About the index
The Living Planet Index (LPI) is a measure of the state of global biological diversity based on population trends of vertebrate species from around the world. It does this in much the same way that a stock market index tracks the value of a set of shares or a retail price index tracks the cost of a basket of consumer goods.
The Living Planet Database (LPD) currently holds time-series data for over 18,000 populations of more than 3,600 mammal, bird, fish, reptile and amphibian species from around the world, which are gathered from a variety of sources such as journals, online databases and government reports.
Using a method developed by ZSL and WWF, these species population trends are aggregated to produce indices of the state of biodiversity for communication and informing policy.
The rest of our work focusses on expanding the coverage of LPI data to more broadly represent vertebrate biodiversity from all around the globe and disaggregating the index to measure trends in different thematic areas.
This includes assessing the changes in different taxonomic groups, looking at species trends at a national or regional level, identifying how different threats affect populations and providing an insight into how conservation intervention can promote species recoveries.
Living Planet Report
The results of the global Living Panet Index (LPI) are published biennially in WWF's Living Planet Report (LPR), a leading science-based publication on the state of the planet and associated challenges and solutions.
WWF’s LPR is produced in collaboration with ZSL and a number of other organisations including the Global Footprint Network who develop the Ecological Footprint, measuring human pressures and impacts on the planet.
Each chapter in the LPR presents a different topic, from the state of the natural world to human impacts on the planet and root causes; finally, each report outlines solutions for reducing the impact of human activity and new approaches for a sustainable planet.
ZSL contributes to the chapter on the state of the natural planet and it is here that we publish the latest results from the LPI. Firstly we present the global LPI to indicate the current state of biodiversity on the planet and then we disaggregate this index into a terrestrial, freshwater and marine LPI to show how trends vary according to the system in which a species lives.
In depth analysis on different habitats, species groups and individual species examples are also produced to illustrate the prevalent issues currently affecting biodiversity and how these are affecting species.
Living Planet Report 2016
The Living Panet Index data tells us how species are faring, by measuring trends in 14,152 monitored populations of 3,706 vertebrate species.
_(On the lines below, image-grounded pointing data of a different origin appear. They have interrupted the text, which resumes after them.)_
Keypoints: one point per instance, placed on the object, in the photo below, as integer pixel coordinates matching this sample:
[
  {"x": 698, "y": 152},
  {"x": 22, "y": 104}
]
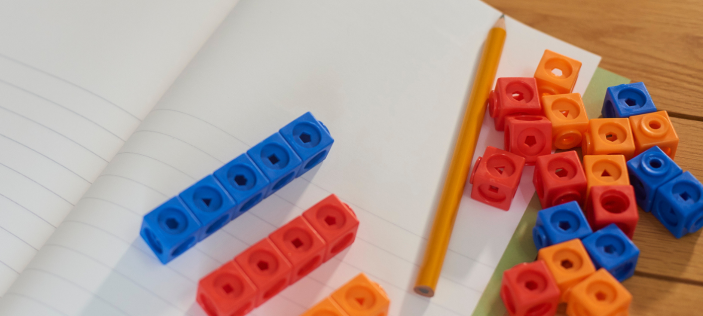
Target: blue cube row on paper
[{"x": 203, "y": 208}]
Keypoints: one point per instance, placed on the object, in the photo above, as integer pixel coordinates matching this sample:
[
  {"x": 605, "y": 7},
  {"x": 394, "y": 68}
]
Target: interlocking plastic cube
[
  {"x": 648, "y": 171},
  {"x": 558, "y": 224},
  {"x": 612, "y": 250},
  {"x": 625, "y": 100},
  {"x": 678, "y": 204}
]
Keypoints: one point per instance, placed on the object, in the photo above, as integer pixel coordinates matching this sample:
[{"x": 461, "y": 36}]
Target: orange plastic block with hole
[
  {"x": 556, "y": 74},
  {"x": 265, "y": 265},
  {"x": 569, "y": 119},
  {"x": 609, "y": 137},
  {"x": 362, "y": 297},
  {"x": 569, "y": 263},
  {"x": 529, "y": 289},
  {"x": 301, "y": 245},
  {"x": 335, "y": 222},
  {"x": 654, "y": 129},
  {"x": 227, "y": 291},
  {"x": 599, "y": 294}
]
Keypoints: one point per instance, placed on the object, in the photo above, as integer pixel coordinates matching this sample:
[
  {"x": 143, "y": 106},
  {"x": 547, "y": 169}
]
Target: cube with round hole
[
  {"x": 654, "y": 129},
  {"x": 529, "y": 289},
  {"x": 569, "y": 119},
  {"x": 495, "y": 177},
  {"x": 558, "y": 224},
  {"x": 335, "y": 222},
  {"x": 529, "y": 136},
  {"x": 599, "y": 294},
  {"x": 227, "y": 291},
  {"x": 513, "y": 96},
  {"x": 267, "y": 268},
  {"x": 559, "y": 179},
  {"x": 568, "y": 262},
  {"x": 170, "y": 230},
  {"x": 625, "y": 100},
  {"x": 613, "y": 204},
  {"x": 556, "y": 74},
  {"x": 609, "y": 137},
  {"x": 301, "y": 245}
]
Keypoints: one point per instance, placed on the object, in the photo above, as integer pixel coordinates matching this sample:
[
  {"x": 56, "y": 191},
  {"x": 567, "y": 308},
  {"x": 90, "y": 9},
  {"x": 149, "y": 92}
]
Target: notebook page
[
  {"x": 76, "y": 79},
  {"x": 388, "y": 79}
]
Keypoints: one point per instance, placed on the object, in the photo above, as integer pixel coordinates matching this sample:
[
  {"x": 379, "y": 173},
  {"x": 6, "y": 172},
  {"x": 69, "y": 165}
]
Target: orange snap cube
[
  {"x": 556, "y": 74},
  {"x": 362, "y": 297},
  {"x": 569, "y": 119},
  {"x": 569, "y": 263},
  {"x": 608, "y": 137},
  {"x": 654, "y": 129},
  {"x": 599, "y": 294}
]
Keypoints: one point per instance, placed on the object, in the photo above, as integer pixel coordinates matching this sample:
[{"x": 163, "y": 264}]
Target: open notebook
[{"x": 109, "y": 108}]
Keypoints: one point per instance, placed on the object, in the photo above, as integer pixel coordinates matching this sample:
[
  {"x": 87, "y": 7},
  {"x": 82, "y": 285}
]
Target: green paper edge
[{"x": 521, "y": 248}]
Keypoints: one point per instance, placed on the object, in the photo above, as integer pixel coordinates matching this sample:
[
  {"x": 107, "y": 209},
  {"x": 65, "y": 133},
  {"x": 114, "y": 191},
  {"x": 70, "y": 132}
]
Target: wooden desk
[{"x": 661, "y": 44}]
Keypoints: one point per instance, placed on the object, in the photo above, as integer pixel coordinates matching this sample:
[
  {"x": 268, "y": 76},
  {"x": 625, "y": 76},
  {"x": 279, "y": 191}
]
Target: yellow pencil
[{"x": 461, "y": 162}]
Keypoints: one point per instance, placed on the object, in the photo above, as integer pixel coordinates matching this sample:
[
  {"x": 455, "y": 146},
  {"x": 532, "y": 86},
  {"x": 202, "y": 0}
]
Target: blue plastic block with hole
[
  {"x": 211, "y": 205},
  {"x": 625, "y": 100},
  {"x": 244, "y": 182},
  {"x": 309, "y": 138},
  {"x": 648, "y": 171},
  {"x": 279, "y": 163},
  {"x": 678, "y": 204},
  {"x": 558, "y": 224},
  {"x": 611, "y": 249},
  {"x": 170, "y": 229}
]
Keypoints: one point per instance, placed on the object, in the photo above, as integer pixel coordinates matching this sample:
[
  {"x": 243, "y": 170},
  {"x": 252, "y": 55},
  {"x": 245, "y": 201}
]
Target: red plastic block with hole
[
  {"x": 335, "y": 222},
  {"x": 613, "y": 204},
  {"x": 301, "y": 245},
  {"x": 265, "y": 265},
  {"x": 529, "y": 136},
  {"x": 513, "y": 96},
  {"x": 559, "y": 178},
  {"x": 227, "y": 291},
  {"x": 529, "y": 289},
  {"x": 495, "y": 177}
]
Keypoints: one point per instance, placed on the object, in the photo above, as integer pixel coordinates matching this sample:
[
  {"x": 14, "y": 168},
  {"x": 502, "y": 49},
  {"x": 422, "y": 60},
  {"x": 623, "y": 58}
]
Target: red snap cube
[
  {"x": 559, "y": 178},
  {"x": 513, "y": 96},
  {"x": 495, "y": 177},
  {"x": 301, "y": 245},
  {"x": 227, "y": 291},
  {"x": 335, "y": 222}
]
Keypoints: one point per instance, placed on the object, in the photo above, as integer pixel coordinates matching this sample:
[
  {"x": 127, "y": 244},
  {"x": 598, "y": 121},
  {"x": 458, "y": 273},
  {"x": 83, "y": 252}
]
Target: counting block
[
  {"x": 495, "y": 177},
  {"x": 558, "y": 224},
  {"x": 648, "y": 171},
  {"x": 528, "y": 136},
  {"x": 654, "y": 129},
  {"x": 529, "y": 289},
  {"x": 625, "y": 100},
  {"x": 556, "y": 74},
  {"x": 599, "y": 294},
  {"x": 612, "y": 250},
  {"x": 513, "y": 96},
  {"x": 569, "y": 119},
  {"x": 678, "y": 204},
  {"x": 609, "y": 137}
]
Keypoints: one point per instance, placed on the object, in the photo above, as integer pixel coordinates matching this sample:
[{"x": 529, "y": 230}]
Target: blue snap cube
[
  {"x": 276, "y": 160},
  {"x": 558, "y": 224},
  {"x": 610, "y": 249},
  {"x": 210, "y": 203},
  {"x": 678, "y": 205},
  {"x": 244, "y": 182},
  {"x": 309, "y": 138},
  {"x": 625, "y": 100},
  {"x": 170, "y": 229},
  {"x": 648, "y": 171}
]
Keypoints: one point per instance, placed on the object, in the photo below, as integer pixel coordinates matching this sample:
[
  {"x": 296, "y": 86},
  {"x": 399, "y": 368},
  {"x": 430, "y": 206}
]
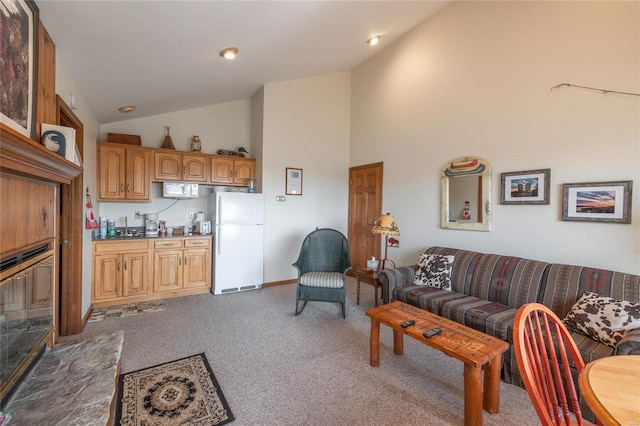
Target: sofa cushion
[
  {"x": 428, "y": 298},
  {"x": 566, "y": 283},
  {"x": 508, "y": 280},
  {"x": 494, "y": 319},
  {"x": 463, "y": 266},
  {"x": 603, "y": 318},
  {"x": 434, "y": 270}
]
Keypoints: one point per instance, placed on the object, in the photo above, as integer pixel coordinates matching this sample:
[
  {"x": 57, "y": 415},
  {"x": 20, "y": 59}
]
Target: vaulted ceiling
[{"x": 163, "y": 56}]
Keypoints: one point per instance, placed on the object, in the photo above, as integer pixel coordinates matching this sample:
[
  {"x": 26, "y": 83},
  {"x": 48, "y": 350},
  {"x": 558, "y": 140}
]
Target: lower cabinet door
[
  {"x": 197, "y": 268},
  {"x": 135, "y": 274},
  {"x": 107, "y": 270},
  {"x": 167, "y": 270}
]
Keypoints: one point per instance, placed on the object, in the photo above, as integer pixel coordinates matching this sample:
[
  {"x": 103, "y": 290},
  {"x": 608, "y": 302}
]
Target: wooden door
[
  {"x": 221, "y": 170},
  {"x": 111, "y": 173},
  {"x": 135, "y": 275},
  {"x": 72, "y": 201},
  {"x": 194, "y": 168},
  {"x": 167, "y": 166},
  {"x": 137, "y": 175},
  {"x": 365, "y": 206}
]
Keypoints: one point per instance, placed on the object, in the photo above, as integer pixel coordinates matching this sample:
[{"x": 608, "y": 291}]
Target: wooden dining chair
[{"x": 543, "y": 345}]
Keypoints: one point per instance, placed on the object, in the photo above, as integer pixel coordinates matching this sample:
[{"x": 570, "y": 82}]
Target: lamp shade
[{"x": 385, "y": 225}]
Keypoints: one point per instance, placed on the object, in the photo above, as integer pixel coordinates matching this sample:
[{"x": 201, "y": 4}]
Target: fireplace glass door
[{"x": 26, "y": 314}]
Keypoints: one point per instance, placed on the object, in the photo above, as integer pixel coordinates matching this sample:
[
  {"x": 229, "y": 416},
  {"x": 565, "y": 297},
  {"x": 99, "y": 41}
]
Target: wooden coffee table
[{"x": 474, "y": 348}]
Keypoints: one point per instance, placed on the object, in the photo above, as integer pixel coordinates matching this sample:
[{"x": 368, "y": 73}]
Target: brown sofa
[{"x": 487, "y": 290}]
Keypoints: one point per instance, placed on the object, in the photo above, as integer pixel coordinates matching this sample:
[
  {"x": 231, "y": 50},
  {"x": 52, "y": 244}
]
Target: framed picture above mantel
[{"x": 19, "y": 23}]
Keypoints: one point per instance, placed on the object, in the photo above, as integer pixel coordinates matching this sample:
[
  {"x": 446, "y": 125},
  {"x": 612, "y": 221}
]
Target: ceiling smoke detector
[
  {"x": 229, "y": 52},
  {"x": 374, "y": 40}
]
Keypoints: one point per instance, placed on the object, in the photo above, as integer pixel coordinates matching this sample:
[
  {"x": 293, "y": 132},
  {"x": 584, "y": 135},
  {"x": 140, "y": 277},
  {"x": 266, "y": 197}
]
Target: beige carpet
[{"x": 312, "y": 369}]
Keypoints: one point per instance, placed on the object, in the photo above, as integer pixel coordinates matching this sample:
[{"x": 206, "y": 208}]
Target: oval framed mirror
[{"x": 466, "y": 194}]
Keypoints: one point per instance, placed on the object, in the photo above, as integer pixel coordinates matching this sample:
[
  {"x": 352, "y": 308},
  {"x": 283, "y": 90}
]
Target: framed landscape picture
[
  {"x": 597, "y": 201},
  {"x": 528, "y": 187},
  {"x": 18, "y": 65}
]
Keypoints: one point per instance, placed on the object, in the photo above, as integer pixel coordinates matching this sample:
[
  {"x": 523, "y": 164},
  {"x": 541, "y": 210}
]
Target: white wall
[
  {"x": 475, "y": 79},
  {"x": 65, "y": 87},
  {"x": 221, "y": 126},
  {"x": 305, "y": 125}
]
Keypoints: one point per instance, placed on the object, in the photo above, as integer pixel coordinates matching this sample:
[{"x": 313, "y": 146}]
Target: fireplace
[{"x": 26, "y": 313}]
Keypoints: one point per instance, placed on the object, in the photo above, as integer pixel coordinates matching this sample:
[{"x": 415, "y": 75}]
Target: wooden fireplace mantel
[{"x": 22, "y": 156}]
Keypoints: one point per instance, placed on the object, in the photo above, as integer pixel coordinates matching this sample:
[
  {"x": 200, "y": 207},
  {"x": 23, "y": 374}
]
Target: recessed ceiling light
[
  {"x": 229, "y": 52},
  {"x": 374, "y": 40}
]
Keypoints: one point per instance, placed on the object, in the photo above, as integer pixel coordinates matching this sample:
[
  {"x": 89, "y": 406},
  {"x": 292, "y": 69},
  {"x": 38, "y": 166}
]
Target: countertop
[{"x": 138, "y": 234}]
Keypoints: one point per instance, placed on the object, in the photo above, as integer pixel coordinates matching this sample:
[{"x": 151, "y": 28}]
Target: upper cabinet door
[
  {"x": 194, "y": 168},
  {"x": 244, "y": 169},
  {"x": 221, "y": 170},
  {"x": 111, "y": 173},
  {"x": 167, "y": 166},
  {"x": 138, "y": 182}
]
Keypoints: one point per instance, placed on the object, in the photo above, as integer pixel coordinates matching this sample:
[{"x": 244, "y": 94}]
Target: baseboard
[{"x": 275, "y": 283}]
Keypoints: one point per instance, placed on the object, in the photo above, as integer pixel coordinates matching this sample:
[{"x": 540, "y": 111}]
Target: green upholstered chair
[{"x": 322, "y": 268}]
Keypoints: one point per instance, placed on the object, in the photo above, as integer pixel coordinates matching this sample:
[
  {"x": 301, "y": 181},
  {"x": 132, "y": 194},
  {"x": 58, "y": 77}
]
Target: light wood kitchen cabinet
[
  {"x": 182, "y": 167},
  {"x": 182, "y": 264},
  {"x": 120, "y": 269},
  {"x": 232, "y": 171},
  {"x": 123, "y": 173}
]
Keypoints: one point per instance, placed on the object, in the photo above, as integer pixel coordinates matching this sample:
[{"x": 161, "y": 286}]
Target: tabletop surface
[{"x": 611, "y": 388}]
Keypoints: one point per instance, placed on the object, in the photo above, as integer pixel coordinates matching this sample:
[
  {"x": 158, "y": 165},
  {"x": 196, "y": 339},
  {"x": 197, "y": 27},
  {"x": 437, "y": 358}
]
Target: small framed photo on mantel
[
  {"x": 529, "y": 187},
  {"x": 294, "y": 181},
  {"x": 597, "y": 201}
]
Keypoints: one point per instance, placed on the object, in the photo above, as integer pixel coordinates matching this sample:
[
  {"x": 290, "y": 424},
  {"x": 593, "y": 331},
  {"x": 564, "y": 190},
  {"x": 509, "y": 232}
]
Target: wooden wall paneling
[
  {"x": 46, "y": 80},
  {"x": 71, "y": 230}
]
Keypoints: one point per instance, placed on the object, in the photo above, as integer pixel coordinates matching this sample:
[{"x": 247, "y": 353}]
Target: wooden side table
[{"x": 368, "y": 276}]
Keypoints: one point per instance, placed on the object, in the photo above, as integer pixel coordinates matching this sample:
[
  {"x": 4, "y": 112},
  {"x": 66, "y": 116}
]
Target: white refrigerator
[{"x": 238, "y": 241}]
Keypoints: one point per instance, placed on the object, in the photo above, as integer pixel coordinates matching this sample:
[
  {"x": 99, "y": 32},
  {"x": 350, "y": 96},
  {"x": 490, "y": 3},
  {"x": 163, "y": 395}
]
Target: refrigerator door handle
[
  {"x": 218, "y": 209},
  {"x": 218, "y": 239}
]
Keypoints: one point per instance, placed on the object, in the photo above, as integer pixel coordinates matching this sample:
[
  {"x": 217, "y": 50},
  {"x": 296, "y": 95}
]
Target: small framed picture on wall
[
  {"x": 529, "y": 187},
  {"x": 597, "y": 201}
]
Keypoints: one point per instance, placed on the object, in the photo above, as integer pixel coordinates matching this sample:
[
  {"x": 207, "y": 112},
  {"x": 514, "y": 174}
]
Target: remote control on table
[
  {"x": 407, "y": 323},
  {"x": 431, "y": 333}
]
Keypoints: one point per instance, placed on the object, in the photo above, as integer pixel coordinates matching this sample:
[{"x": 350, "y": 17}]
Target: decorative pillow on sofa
[
  {"x": 434, "y": 270},
  {"x": 603, "y": 318}
]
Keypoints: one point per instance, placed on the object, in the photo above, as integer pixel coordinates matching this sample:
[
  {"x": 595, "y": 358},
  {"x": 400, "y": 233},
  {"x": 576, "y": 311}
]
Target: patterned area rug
[
  {"x": 176, "y": 393},
  {"x": 127, "y": 310}
]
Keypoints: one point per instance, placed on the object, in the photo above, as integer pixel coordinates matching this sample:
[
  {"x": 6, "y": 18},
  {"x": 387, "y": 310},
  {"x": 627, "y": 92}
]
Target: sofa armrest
[
  {"x": 629, "y": 344},
  {"x": 395, "y": 277}
]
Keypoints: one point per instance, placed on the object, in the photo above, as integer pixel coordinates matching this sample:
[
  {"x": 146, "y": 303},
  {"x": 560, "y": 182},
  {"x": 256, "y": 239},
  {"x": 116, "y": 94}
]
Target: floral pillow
[
  {"x": 434, "y": 270},
  {"x": 603, "y": 318}
]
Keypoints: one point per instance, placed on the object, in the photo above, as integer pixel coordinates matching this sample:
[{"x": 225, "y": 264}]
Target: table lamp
[{"x": 386, "y": 225}]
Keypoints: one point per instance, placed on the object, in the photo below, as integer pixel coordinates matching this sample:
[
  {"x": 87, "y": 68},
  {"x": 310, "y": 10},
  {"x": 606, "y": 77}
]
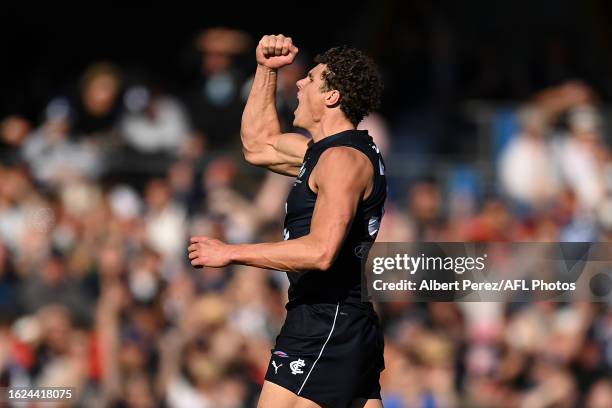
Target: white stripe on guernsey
[{"x": 322, "y": 348}]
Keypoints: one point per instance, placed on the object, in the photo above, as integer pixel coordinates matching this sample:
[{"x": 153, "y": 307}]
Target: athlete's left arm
[{"x": 343, "y": 177}]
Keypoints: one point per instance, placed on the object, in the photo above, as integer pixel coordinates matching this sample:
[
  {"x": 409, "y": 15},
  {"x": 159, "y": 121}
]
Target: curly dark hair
[{"x": 356, "y": 77}]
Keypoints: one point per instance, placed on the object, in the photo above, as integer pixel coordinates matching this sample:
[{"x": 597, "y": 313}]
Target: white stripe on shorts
[{"x": 322, "y": 348}]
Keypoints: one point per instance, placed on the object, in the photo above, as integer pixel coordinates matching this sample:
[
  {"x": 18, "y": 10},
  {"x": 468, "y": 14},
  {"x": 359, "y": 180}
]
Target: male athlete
[{"x": 330, "y": 350}]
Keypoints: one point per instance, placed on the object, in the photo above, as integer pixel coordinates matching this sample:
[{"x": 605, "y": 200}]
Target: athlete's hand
[
  {"x": 204, "y": 251},
  {"x": 275, "y": 51}
]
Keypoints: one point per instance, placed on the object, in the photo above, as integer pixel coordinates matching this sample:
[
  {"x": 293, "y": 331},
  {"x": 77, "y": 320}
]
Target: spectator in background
[
  {"x": 13, "y": 132},
  {"x": 527, "y": 170},
  {"x": 53, "y": 155},
  {"x": 215, "y": 104},
  {"x": 165, "y": 220},
  {"x": 153, "y": 122},
  {"x": 96, "y": 112},
  {"x": 581, "y": 156}
]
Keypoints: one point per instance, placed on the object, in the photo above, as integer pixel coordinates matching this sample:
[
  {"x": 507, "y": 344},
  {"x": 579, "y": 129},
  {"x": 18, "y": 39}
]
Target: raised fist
[{"x": 275, "y": 51}]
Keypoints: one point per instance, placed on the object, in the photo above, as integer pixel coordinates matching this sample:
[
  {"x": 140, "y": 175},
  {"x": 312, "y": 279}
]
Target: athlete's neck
[{"x": 329, "y": 127}]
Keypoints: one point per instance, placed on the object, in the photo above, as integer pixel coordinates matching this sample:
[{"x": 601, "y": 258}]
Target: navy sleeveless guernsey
[{"x": 341, "y": 283}]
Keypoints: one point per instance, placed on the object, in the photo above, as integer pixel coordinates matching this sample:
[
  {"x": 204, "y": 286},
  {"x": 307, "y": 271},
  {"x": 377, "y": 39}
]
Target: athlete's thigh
[
  {"x": 275, "y": 396},
  {"x": 363, "y": 403}
]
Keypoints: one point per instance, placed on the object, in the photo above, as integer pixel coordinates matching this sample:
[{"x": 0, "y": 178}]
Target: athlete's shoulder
[{"x": 344, "y": 157}]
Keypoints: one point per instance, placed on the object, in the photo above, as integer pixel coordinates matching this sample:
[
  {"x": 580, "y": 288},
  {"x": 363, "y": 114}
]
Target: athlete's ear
[{"x": 332, "y": 98}]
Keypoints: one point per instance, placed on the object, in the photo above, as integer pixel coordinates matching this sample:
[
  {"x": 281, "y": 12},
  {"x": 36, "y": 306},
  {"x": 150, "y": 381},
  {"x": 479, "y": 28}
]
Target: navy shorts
[{"x": 331, "y": 354}]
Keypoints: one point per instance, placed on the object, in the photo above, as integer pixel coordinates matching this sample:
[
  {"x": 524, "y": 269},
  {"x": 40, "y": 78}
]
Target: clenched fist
[
  {"x": 275, "y": 51},
  {"x": 211, "y": 252}
]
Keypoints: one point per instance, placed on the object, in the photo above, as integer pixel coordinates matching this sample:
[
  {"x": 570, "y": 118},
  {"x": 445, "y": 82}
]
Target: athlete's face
[{"x": 311, "y": 98}]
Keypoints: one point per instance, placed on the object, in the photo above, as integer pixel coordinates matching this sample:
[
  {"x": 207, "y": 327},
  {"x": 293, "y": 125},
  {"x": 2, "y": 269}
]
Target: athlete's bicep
[
  {"x": 341, "y": 178},
  {"x": 282, "y": 153}
]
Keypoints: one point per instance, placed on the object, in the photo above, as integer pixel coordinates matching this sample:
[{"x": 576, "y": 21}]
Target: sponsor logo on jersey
[
  {"x": 281, "y": 354},
  {"x": 276, "y": 367},
  {"x": 296, "y": 366}
]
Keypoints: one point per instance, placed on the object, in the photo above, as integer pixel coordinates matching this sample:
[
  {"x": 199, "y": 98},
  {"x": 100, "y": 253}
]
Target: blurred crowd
[{"x": 99, "y": 198}]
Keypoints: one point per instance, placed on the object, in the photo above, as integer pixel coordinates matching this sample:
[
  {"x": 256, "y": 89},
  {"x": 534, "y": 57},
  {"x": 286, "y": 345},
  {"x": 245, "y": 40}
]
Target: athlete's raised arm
[
  {"x": 262, "y": 141},
  {"x": 342, "y": 178}
]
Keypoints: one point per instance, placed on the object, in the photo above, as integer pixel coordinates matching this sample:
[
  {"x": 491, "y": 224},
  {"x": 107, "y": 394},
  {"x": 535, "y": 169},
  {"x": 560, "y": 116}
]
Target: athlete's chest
[{"x": 301, "y": 198}]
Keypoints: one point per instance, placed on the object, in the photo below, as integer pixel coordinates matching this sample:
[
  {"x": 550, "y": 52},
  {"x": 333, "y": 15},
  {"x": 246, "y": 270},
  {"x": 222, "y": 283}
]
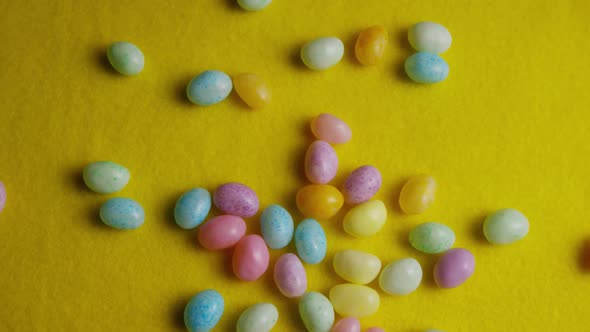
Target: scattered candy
[
  {"x": 237, "y": 199},
  {"x": 209, "y": 87},
  {"x": 310, "y": 241},
  {"x": 370, "y": 45},
  {"x": 354, "y": 300},
  {"x": 401, "y": 277},
  {"x": 365, "y": 219},
  {"x": 356, "y": 266},
  {"x": 192, "y": 208},
  {"x": 505, "y": 226},
  {"x": 432, "y": 238},
  {"x": 122, "y": 213},
  {"x": 221, "y": 232},
  {"x": 203, "y": 311},
  {"x": 454, "y": 268},
  {"x": 126, "y": 58},
  {"x": 105, "y": 177},
  {"x": 322, "y": 53}
]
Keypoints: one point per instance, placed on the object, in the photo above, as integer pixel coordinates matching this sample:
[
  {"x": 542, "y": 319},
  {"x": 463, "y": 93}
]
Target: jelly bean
[
  {"x": 331, "y": 129},
  {"x": 319, "y": 201},
  {"x": 203, "y": 311},
  {"x": 432, "y": 238},
  {"x": 348, "y": 324},
  {"x": 321, "y": 162},
  {"x": 316, "y": 312},
  {"x": 290, "y": 276},
  {"x": 401, "y": 277},
  {"x": 222, "y": 232},
  {"x": 429, "y": 37},
  {"x": 122, "y": 213},
  {"x": 356, "y": 266},
  {"x": 454, "y": 268},
  {"x": 370, "y": 45},
  {"x": 354, "y": 300},
  {"x": 209, "y": 87},
  {"x": 310, "y": 241},
  {"x": 253, "y": 90},
  {"x": 251, "y": 257},
  {"x": 322, "y": 53},
  {"x": 417, "y": 194},
  {"x": 505, "y": 226},
  {"x": 126, "y": 58},
  {"x": 276, "y": 225},
  {"x": 260, "y": 317},
  {"x": 362, "y": 184},
  {"x": 105, "y": 177},
  {"x": 424, "y": 67},
  {"x": 192, "y": 208},
  {"x": 365, "y": 219},
  {"x": 237, "y": 199}
]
It is not a census of all wildlife, but reports the average percentage change in size of over 14,000 wildlife populations monitored throughout the world.
Key findings in the Living Planet Report 2016 show that:
- From 1970 to 2012, there was a 58 per cent overall decline in vertebrate population sizes.
- In other words, the population abundance of mammals, birds, reptiles, amphibians and fish have, on average, dropped by more than half in little more than 40 years.
- This is an average annual decline of 2 per cent – and there is no sign yet that this rate will decrease.
- If this downward trend persists, species populations could decline on average by 67 per cent by 2020, within only half a century.